Fresh locally grown fruits and vegetables and other artisanal products are turning up on Canadian campuses as students embrace the trend of shopping at farmers markets. McMaster University in Hamilton has just launched a market, the result of student Mary Koziol’s passion for local food. It runs every Thursday in the centre of the campus.
“It’s a completely not-for-profit venture,” says the 22-year-old president of the university’s student union. “But it’s a start in terms of offering healthy and local options to those who study (at), work (at) and visit the McMaster campus.”
At Brock University in St. Catharines, Ont., about a dozen local vendors bearing fruits, vegetables, cured meats, fresh lamb, cheeses, freshly baked bread and maple syrup descend on the campus every Friday. “We do it outdoors and have a barbecue going as well as live entertainment,” says university spokesman Iain Glass, adding, “It is the social event of the week, a wonderful break for students and others as well.”
Although the McMaster market is run by students, Koziol says the farmers who supply the produce “are invited to come and share their invaluable knowledge with us.” So far they have managed to source three area growers of fresh produce as a beginning, she says.
Robert Chorney, executive director of Famers’ Markets Ontario and chairman of Farmers’ Markets Canada, says the campus markets are so far relatively unknown by his organization. “We have had inquiries from a few universities, but I know very little about what is going on with them,” he says. “We would be glad to help them in any way we can because it is so positive to see the students keen on local, fresh, nutritional food.”
Dalhousie University in Halifax doesn’t have a farmers market, but it has put in community gardens so students can grow fruits and vegetables for their own consumption, says university spokesman Charles Crosby.
One of the most ambitious projects of all is the farm at the University of British Columbia in Vancouver. Its market has become so successful that it runs twice a week, Wednesday and Saturday. “This is a pretty unique connection,” says Mark Bomford, director for Sustainable Food Systems at the farm. “Most farmers markets rely on produce grown somewhere else, but the food for our market is grown right in our fields.”

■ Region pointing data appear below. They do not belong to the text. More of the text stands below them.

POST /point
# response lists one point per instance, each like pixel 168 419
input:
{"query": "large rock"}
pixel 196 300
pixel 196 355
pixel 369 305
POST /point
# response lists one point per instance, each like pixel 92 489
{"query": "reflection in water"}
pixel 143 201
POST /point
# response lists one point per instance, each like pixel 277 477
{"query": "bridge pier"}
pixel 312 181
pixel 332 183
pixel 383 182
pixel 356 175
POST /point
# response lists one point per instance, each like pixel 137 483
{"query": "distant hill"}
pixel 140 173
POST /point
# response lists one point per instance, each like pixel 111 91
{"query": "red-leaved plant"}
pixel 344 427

The farm and its market have been operating for 10 years, he says, and has always been student-run from the cultivation of fruits and vegetables to the managing of the market. “Revenue from the market is the main source for all the different teaching and research programs that are happening on the farm,”says Bomford.
The University of Waterloo’s market is located in the Student Life Centre and is operated by student volunteers, says media spokesman John Morris. Students teamed up with the university’s Food Services division and produce is sourced from the Mennonite-run Elmira Produce Auction Co-operative.